These days Black—who plays golf less often (“It’s a very visual game and, when you get to a certain level, really creative,” he says)—works out of a studio in a glass-walled building on the Lower East Side. His recent portraits include a monumental equestrian painting of the Infanta Elena of Spain, the king’s eldest daughter, a commission that arose from a discussion she and Black had at a dinner party about her unsatisfactory experiences with artists. Black depicted the princess in a simple gray riding jacket atop her horse (the artist, as it happens, is also a rider), with a royal residence in the background. The finished painting now hangs in her home in Madrid, alongside Black’s portraits of her two children, Felipe and Victoria.
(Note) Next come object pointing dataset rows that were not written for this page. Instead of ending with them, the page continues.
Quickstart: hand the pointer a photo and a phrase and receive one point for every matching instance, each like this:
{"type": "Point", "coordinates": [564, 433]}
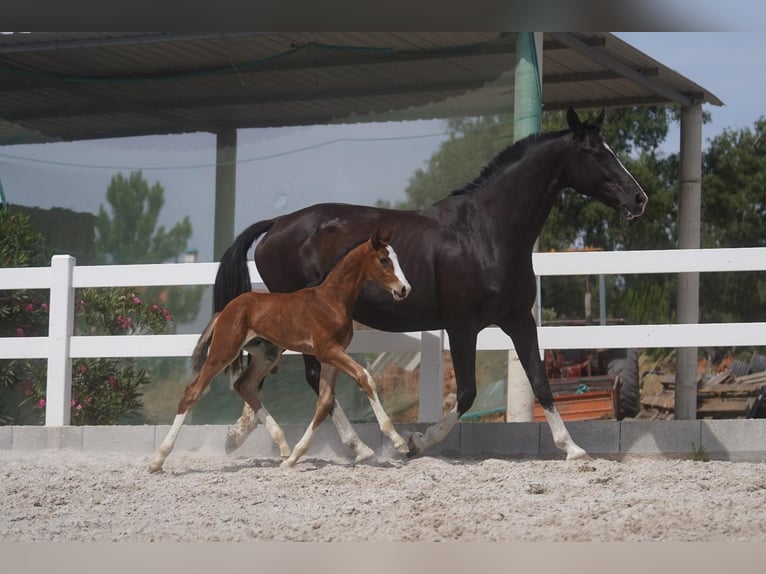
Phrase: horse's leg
{"type": "Point", "coordinates": [345, 363]}
{"type": "Point", "coordinates": [348, 436]}
{"type": "Point", "coordinates": [267, 355]}
{"type": "Point", "coordinates": [325, 400]}
{"type": "Point", "coordinates": [248, 386]}
{"type": "Point", "coordinates": [213, 366]}
{"type": "Point", "coordinates": [463, 351]}
{"type": "Point", "coordinates": [523, 331]}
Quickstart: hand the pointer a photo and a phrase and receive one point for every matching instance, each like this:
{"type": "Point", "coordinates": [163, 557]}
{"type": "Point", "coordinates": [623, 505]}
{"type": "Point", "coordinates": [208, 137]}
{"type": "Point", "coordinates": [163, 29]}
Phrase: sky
{"type": "Point", "coordinates": [281, 170]}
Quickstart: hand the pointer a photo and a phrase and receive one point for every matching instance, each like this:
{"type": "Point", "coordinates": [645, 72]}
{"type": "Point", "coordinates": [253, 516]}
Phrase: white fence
{"type": "Point", "coordinates": [63, 277]}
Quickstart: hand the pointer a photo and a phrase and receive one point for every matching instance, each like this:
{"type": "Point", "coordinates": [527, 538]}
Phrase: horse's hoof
{"type": "Point", "coordinates": [579, 455]}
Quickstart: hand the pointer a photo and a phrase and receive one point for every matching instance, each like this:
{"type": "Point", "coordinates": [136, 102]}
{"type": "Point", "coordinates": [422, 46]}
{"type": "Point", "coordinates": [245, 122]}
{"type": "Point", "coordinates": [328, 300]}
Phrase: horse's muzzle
{"type": "Point", "coordinates": [401, 293]}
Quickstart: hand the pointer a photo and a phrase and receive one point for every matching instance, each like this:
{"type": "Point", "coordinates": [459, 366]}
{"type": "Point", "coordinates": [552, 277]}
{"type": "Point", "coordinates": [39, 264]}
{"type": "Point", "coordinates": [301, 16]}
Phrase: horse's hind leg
{"type": "Point", "coordinates": [348, 436]}
{"type": "Point", "coordinates": [523, 331]}
{"type": "Point", "coordinates": [463, 352]}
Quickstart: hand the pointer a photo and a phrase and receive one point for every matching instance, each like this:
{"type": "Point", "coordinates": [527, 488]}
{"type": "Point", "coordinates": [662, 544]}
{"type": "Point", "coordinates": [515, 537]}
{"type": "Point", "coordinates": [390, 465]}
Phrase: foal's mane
{"type": "Point", "coordinates": [509, 155]}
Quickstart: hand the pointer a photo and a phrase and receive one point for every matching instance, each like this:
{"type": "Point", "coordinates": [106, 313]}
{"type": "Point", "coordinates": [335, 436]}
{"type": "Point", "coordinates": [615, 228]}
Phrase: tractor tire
{"type": "Point", "coordinates": [739, 368]}
{"type": "Point", "coordinates": [629, 404]}
{"type": "Point", "coordinates": [758, 364]}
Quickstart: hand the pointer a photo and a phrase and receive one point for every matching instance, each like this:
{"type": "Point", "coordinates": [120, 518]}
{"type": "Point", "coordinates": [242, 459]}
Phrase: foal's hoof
{"type": "Point", "coordinates": [578, 455]}
{"type": "Point", "coordinates": [234, 440]}
{"type": "Point", "coordinates": [364, 454]}
{"type": "Point", "coordinates": [414, 444]}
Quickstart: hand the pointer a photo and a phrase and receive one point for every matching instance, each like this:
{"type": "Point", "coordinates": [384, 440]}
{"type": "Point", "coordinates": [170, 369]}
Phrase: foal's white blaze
{"type": "Point", "coordinates": [398, 270]}
{"type": "Point", "coordinates": [630, 175]}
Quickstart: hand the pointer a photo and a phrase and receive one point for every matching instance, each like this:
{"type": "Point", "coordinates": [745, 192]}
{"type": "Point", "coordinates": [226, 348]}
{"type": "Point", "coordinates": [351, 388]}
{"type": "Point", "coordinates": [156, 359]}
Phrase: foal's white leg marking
{"type": "Point", "coordinates": [561, 436]}
{"type": "Point", "coordinates": [167, 445]}
{"type": "Point", "coordinates": [300, 448]}
{"type": "Point", "coordinates": [348, 436]}
{"type": "Point", "coordinates": [276, 432]}
{"type": "Point", "coordinates": [386, 426]}
{"type": "Point", "coordinates": [239, 431]}
{"type": "Point", "coordinates": [246, 423]}
{"type": "Point", "coordinates": [397, 268]}
{"type": "Point", "coordinates": [435, 433]}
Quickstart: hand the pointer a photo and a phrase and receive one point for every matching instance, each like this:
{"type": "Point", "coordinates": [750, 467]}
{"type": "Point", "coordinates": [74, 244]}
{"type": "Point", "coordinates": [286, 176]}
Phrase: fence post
{"type": "Point", "coordinates": [58, 391]}
{"type": "Point", "coordinates": [431, 375]}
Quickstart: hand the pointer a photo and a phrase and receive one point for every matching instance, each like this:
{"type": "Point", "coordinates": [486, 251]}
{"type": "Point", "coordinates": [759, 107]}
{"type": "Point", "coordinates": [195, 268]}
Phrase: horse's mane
{"type": "Point", "coordinates": [334, 263]}
{"type": "Point", "coordinates": [509, 155]}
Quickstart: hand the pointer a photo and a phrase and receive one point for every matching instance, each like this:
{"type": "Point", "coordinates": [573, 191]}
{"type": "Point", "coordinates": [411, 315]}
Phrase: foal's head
{"type": "Point", "coordinates": [596, 171]}
{"type": "Point", "coordinates": [382, 265]}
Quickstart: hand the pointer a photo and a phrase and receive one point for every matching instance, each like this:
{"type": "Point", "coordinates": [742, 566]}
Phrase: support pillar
{"type": "Point", "coordinates": [225, 191]}
{"type": "Point", "coordinates": [689, 212]}
{"type": "Point", "coordinates": [527, 105]}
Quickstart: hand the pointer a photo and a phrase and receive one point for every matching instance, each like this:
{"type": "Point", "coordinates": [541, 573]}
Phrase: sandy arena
{"type": "Point", "coordinates": [74, 496]}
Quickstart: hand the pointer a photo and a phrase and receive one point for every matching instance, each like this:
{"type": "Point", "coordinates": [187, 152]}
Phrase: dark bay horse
{"type": "Point", "coordinates": [468, 258]}
{"type": "Point", "coordinates": [315, 321]}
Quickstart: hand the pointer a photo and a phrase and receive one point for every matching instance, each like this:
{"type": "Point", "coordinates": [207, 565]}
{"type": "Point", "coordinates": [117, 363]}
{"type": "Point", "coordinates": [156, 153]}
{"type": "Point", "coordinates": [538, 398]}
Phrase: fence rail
{"type": "Point", "coordinates": [64, 276]}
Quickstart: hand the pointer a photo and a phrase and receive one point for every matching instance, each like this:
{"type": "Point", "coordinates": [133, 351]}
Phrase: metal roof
{"type": "Point", "coordinates": [73, 86]}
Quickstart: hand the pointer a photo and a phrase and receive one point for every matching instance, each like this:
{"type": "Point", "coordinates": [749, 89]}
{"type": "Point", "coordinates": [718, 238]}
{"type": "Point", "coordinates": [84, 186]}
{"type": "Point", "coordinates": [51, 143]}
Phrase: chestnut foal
{"type": "Point", "coordinates": [315, 321]}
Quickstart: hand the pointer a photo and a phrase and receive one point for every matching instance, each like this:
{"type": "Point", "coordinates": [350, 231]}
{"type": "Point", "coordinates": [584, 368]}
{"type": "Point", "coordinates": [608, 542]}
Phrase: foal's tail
{"type": "Point", "coordinates": [203, 344]}
{"type": "Point", "coordinates": [233, 278]}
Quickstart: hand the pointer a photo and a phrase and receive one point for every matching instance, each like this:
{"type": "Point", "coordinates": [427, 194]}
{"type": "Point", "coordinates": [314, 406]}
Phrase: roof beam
{"type": "Point", "coordinates": [112, 41]}
{"type": "Point", "coordinates": [604, 59]}
{"type": "Point", "coordinates": [114, 105]}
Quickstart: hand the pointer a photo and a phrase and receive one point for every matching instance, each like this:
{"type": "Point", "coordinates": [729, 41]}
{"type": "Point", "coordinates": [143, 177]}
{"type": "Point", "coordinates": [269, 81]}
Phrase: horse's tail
{"type": "Point", "coordinates": [203, 344]}
{"type": "Point", "coordinates": [233, 278]}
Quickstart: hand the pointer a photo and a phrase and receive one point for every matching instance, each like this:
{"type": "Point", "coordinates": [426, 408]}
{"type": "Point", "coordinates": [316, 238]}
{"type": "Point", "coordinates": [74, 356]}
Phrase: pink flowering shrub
{"type": "Point", "coordinates": [105, 390]}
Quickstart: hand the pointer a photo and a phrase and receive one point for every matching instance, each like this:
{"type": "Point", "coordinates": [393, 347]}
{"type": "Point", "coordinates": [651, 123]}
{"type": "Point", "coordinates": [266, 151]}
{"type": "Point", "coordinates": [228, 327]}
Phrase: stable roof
{"type": "Point", "coordinates": [75, 86]}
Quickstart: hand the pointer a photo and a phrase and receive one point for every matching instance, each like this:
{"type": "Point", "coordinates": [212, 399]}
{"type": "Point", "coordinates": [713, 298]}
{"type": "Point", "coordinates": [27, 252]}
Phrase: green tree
{"type": "Point", "coordinates": [23, 312]}
{"type": "Point", "coordinates": [130, 235]}
{"type": "Point", "coordinates": [104, 391]}
{"type": "Point", "coordinates": [733, 215]}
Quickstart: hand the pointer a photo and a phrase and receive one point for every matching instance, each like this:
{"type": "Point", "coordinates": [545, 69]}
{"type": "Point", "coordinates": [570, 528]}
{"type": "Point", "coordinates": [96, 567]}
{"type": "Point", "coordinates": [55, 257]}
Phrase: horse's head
{"type": "Point", "coordinates": [595, 170]}
{"type": "Point", "coordinates": [383, 265]}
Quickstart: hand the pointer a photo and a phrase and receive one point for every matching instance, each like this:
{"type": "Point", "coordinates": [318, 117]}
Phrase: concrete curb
{"type": "Point", "coordinates": [735, 439]}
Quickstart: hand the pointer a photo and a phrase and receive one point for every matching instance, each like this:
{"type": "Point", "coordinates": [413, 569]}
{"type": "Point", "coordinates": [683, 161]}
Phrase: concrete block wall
{"type": "Point", "coordinates": [736, 440]}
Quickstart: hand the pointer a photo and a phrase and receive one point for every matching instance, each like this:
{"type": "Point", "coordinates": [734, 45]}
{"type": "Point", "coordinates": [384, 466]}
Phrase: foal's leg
{"type": "Point", "coordinates": [214, 365]}
{"type": "Point", "coordinates": [248, 387]}
{"type": "Point", "coordinates": [523, 330]}
{"type": "Point", "coordinates": [267, 356]}
{"type": "Point", "coordinates": [463, 351]}
{"type": "Point", "coordinates": [345, 363]}
{"type": "Point", "coordinates": [325, 401]}
{"type": "Point", "coordinates": [348, 436]}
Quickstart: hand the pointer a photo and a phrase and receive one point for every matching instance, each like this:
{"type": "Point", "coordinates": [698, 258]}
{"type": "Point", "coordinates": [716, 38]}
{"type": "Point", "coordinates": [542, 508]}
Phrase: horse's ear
{"type": "Point", "coordinates": [381, 239]}
{"type": "Point", "coordinates": [574, 121]}
{"type": "Point", "coordinates": [599, 119]}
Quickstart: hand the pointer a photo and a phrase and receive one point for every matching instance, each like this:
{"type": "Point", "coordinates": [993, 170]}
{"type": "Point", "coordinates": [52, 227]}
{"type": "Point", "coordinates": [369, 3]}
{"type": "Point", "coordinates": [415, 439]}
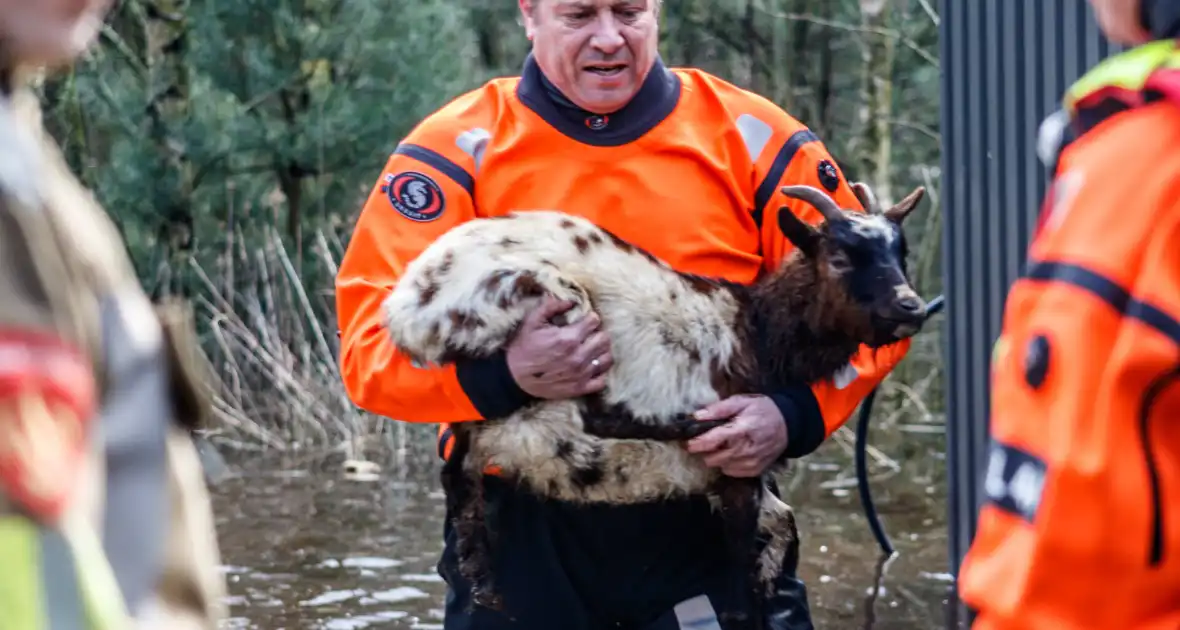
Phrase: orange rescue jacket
{"type": "Point", "coordinates": [1080, 526]}
{"type": "Point", "coordinates": [690, 170]}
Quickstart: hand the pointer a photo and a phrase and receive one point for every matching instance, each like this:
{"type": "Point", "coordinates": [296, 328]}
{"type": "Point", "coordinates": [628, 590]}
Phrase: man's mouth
{"type": "Point", "coordinates": [607, 70]}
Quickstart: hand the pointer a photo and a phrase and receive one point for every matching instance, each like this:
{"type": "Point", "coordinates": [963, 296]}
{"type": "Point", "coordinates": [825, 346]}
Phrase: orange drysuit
{"type": "Point", "coordinates": [690, 170]}
{"type": "Point", "coordinates": [1081, 522]}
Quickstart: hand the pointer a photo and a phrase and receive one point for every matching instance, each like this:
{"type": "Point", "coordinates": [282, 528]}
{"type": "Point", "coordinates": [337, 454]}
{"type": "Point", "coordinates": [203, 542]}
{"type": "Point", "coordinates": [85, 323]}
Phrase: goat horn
{"type": "Point", "coordinates": [825, 204]}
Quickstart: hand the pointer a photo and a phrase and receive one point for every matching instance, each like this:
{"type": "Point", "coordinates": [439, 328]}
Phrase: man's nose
{"type": "Point", "coordinates": [608, 35]}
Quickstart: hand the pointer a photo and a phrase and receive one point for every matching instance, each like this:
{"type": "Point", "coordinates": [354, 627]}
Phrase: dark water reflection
{"type": "Point", "coordinates": [309, 549]}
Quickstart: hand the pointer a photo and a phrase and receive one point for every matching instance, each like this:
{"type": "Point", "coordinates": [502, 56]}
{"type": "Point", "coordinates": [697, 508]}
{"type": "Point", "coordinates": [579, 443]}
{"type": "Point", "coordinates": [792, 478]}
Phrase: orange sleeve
{"type": "Point", "coordinates": [825, 406]}
{"type": "Point", "coordinates": [425, 189]}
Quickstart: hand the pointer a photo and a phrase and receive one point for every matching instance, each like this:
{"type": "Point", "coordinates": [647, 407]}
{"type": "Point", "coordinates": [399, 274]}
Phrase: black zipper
{"type": "Point", "coordinates": [1151, 398]}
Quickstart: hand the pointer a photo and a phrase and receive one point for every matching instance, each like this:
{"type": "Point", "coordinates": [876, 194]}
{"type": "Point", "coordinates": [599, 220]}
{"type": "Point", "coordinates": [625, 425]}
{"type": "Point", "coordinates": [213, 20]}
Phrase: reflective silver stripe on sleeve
{"type": "Point", "coordinates": [755, 133]}
{"type": "Point", "coordinates": [473, 142]}
{"type": "Point", "coordinates": [696, 614]}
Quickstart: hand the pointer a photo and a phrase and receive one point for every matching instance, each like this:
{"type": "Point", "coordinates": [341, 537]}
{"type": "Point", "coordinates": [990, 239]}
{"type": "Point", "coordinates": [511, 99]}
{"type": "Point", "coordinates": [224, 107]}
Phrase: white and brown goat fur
{"type": "Point", "coordinates": [679, 342]}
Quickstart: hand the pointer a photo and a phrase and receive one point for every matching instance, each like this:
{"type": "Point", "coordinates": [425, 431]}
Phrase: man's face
{"type": "Point", "coordinates": [50, 31]}
{"type": "Point", "coordinates": [1120, 21]}
{"type": "Point", "coordinates": [596, 52]}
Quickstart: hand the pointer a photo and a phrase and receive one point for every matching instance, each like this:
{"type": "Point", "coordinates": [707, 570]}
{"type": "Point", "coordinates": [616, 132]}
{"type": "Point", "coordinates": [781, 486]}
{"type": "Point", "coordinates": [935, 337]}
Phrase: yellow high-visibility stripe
{"type": "Point", "coordinates": [21, 597]}
{"type": "Point", "coordinates": [1128, 70]}
{"type": "Point", "coordinates": [102, 599]}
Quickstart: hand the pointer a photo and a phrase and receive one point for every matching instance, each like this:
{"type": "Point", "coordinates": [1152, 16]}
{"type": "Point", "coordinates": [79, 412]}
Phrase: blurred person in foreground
{"type": "Point", "coordinates": [673, 159]}
{"type": "Point", "coordinates": [1081, 522]}
{"type": "Point", "coordinates": [104, 518]}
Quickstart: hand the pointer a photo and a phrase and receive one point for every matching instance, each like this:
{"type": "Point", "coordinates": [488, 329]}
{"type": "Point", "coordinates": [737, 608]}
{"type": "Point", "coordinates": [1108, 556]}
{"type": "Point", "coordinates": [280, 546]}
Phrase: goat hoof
{"type": "Point", "coordinates": [489, 601]}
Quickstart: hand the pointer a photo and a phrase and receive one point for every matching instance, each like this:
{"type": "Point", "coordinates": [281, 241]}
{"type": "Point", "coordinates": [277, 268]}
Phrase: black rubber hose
{"type": "Point", "coordinates": [866, 411]}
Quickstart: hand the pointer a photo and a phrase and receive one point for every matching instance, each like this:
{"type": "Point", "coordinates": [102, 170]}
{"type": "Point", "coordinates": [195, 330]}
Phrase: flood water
{"type": "Point", "coordinates": [303, 546]}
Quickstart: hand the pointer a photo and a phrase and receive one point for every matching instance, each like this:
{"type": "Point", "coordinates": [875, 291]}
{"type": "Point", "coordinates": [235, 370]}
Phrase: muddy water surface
{"type": "Point", "coordinates": [306, 548]}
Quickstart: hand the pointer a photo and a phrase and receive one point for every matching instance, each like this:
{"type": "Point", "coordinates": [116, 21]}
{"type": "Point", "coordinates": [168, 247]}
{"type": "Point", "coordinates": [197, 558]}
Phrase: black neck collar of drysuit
{"type": "Point", "coordinates": [1161, 18]}
{"type": "Point", "coordinates": [651, 104]}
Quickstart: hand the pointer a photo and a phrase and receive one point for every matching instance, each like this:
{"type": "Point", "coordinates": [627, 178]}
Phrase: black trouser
{"type": "Point", "coordinates": [561, 566]}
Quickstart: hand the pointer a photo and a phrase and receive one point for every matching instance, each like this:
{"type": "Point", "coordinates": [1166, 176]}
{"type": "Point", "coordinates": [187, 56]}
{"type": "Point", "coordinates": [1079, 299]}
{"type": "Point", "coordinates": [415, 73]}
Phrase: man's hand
{"type": "Point", "coordinates": [559, 361]}
{"type": "Point", "coordinates": [749, 443]}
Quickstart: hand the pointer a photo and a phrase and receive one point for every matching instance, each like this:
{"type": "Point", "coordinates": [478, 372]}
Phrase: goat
{"type": "Point", "coordinates": [679, 341]}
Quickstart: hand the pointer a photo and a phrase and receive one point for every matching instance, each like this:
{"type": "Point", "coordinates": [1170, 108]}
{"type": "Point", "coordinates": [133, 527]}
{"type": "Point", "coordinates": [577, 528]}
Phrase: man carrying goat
{"type": "Point", "coordinates": [675, 161]}
{"type": "Point", "coordinates": [1080, 526]}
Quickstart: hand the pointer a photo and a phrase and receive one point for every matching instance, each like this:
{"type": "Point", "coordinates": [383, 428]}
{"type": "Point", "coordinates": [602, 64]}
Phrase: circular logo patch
{"type": "Point", "coordinates": [828, 176]}
{"type": "Point", "coordinates": [414, 196]}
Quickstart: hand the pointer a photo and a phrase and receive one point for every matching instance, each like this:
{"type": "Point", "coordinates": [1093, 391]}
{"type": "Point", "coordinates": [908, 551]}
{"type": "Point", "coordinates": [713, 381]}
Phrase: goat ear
{"type": "Point", "coordinates": [866, 197]}
{"type": "Point", "coordinates": [903, 208]}
{"type": "Point", "coordinates": [800, 234]}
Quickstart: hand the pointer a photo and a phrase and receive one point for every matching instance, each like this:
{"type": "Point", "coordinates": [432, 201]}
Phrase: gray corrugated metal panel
{"type": "Point", "coordinates": [1005, 65]}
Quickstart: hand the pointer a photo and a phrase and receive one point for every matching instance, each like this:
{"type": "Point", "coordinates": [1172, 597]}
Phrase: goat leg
{"type": "Point", "coordinates": [465, 500]}
{"type": "Point", "coordinates": [625, 427]}
{"type": "Point", "coordinates": [739, 499]}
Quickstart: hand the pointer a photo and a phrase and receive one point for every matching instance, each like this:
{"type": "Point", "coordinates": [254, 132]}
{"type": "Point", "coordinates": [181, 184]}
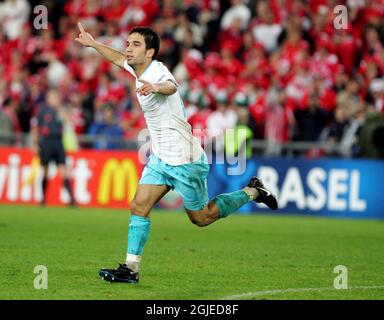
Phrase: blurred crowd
{"type": "Point", "coordinates": [280, 67]}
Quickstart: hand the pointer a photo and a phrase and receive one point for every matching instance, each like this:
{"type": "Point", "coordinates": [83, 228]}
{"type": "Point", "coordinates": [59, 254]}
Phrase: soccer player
{"type": "Point", "coordinates": [177, 161]}
{"type": "Point", "coordinates": [47, 132]}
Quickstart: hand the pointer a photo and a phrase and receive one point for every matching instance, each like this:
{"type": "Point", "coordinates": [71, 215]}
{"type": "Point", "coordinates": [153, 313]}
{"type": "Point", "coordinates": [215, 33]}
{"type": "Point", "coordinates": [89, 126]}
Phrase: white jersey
{"type": "Point", "coordinates": [171, 134]}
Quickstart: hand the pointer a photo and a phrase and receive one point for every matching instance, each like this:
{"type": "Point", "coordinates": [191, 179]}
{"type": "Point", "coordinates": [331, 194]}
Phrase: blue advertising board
{"type": "Point", "coordinates": [324, 187]}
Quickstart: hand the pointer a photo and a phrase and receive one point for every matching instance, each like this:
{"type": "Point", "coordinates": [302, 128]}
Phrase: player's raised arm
{"type": "Point", "coordinates": [114, 56]}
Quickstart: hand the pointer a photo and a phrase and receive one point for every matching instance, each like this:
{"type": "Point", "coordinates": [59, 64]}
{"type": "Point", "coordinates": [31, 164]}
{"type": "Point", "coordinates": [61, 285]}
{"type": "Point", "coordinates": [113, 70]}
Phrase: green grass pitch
{"type": "Point", "coordinates": [266, 256]}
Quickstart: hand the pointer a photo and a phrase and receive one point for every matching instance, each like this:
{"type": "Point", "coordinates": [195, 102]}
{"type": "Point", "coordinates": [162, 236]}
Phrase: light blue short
{"type": "Point", "coordinates": [188, 180]}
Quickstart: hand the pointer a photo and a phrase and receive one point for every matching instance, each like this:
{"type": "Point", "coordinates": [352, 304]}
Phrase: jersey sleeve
{"type": "Point", "coordinates": [165, 75]}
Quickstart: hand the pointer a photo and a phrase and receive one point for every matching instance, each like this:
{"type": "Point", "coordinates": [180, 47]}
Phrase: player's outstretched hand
{"type": "Point", "coordinates": [147, 88]}
{"type": "Point", "coordinates": [84, 37]}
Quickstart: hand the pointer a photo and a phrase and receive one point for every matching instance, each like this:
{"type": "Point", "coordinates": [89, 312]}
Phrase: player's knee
{"type": "Point", "coordinates": [139, 208]}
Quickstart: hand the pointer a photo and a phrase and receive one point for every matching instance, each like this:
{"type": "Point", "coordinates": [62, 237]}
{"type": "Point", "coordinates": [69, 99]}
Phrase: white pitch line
{"type": "Point", "coordinates": [297, 290]}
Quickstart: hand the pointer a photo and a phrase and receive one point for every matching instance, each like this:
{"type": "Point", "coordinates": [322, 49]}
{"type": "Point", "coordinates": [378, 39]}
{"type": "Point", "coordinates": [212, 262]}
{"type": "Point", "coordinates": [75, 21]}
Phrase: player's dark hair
{"type": "Point", "coordinates": [151, 38]}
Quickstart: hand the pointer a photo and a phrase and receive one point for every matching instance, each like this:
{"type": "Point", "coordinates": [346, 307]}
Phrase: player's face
{"type": "Point", "coordinates": [136, 51]}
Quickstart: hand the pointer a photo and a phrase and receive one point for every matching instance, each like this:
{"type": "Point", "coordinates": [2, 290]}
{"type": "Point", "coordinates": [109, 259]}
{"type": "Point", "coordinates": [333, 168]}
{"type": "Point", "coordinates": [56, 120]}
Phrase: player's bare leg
{"type": "Point", "coordinates": [146, 196]}
{"type": "Point", "coordinates": [44, 184]}
{"type": "Point", "coordinates": [64, 173]}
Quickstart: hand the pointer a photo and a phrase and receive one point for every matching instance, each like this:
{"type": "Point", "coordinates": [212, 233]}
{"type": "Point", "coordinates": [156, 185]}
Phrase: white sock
{"type": "Point", "coordinates": [251, 192]}
{"type": "Point", "coordinates": [133, 262]}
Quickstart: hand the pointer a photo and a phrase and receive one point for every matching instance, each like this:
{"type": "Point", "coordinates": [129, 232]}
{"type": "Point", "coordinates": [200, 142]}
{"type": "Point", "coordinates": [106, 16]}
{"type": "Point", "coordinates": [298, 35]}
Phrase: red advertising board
{"type": "Point", "coordinates": [98, 178]}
By his own admission something of an overgrown kid himself, Black says he especially enjoys painting children. Last year he did a pair of sunny portraits of two young brothers from a prominent Cuban-American family that show the boys, all blond hair and dressed in double-breasted topcoats, posed against plain backgrounds. One is “kind of shy but smiling,” the artist notes, while “the other guy is more pensive, sort of like me when I was a kid.”

An admirer of the Old Masters (he likes to quote Ingres: “If you can draw, you can paint”), Black references contemporary art as well. The sibling portraits, which are painted on separate canvases so the boys can each have his own one day, are intended to hang flush together, “with this strong red Barnett Newman stripe along the side, unifying them,” he says.

Though Black usually paints from photographs, he feels it’s essential to spend time with a subject. “You have to have an interest in psychology,” he says. “A lot of people don’t like to sit anymore, but I’m not wired that way. I like everyone’s unique history.”